The last record dip in brightness was identified by the Kepler Space Telescope in 2011, reports Science Alert (SA). This dimming episode started on March 16, according to Tabetha Boyajian, the Louisiana State University astrophysicist who discovered the star. The dimming then returned to normal in the following days, she reported.
Then the star started to dim again on March 26, which she wrote about in the observation blog she maintains. "Today we have some very big news - data taken at TFN last night show the flux is down 5 percent," Boyajian wrote. "This drop has now been confirmed by AAVSO observer John Hall. Looks like we beat the record set just last week on the deepest dip observed since Kepler!"

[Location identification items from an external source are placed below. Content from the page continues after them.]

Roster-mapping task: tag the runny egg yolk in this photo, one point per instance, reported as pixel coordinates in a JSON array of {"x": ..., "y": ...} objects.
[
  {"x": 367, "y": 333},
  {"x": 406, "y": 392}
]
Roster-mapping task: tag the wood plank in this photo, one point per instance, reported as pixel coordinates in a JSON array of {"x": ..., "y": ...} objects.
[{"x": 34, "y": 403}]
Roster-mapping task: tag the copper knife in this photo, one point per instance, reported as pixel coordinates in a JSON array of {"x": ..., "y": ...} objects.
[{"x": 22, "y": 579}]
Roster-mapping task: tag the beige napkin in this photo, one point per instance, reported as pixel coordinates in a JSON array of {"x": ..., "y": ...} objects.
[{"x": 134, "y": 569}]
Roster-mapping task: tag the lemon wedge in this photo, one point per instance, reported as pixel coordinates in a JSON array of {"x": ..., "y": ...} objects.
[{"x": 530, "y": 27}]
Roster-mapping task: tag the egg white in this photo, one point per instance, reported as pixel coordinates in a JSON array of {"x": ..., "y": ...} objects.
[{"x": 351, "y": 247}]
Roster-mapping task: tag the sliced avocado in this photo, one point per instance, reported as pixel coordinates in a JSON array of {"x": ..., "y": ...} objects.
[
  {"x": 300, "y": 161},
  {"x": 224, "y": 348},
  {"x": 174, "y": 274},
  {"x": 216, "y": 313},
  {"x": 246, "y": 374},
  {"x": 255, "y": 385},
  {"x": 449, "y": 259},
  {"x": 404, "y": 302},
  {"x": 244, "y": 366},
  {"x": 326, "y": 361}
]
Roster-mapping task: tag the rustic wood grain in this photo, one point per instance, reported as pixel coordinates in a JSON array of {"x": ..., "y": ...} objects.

Tabby's star is located 1,280 light years away, so researchers are yet to identify what this actually means or even why the star is sporadically dimming and getting brighter. This does not seem to match up with a planetary pass-by. According to the SA report, when a planet crosses a star, the dip in light is normally one percent or less. This is the how exoplanets are found – when there is a dip in light from stars at regular intervals.
In fact, this is the main function of Kepler. So when Kepler first found Tabby's star, the dimming was not just irregular in terms of intervals between each dip, the intensity of the dimming was also inconsistent. In a Kepler observation in 2011, the report notes that the drop in brightness was as much as 22 percent. Last year, there were several dimming events as well.
While a dimming star is strange enough, the Tabby's star has also gone through extended periods of brightening in the past. That is what makes the alien megastrcture star so perplexing.
Several theories have been put forward to explain this strange behaviour, including a massive alien body hovering in front of the star, massive dust clouds blocking the view from Earth, small planets with a wobbly orbit, massive planet with rings like Saturn as well as a star swallowing a planet. None of them seem to fully explain this mysterious star.
So far, dust is the leading explanation, according to a January report by Space.com. However, if it really is a dust cloud, it would have to be massive, and dense, as blocking 22 percent of a star's light is no easy task.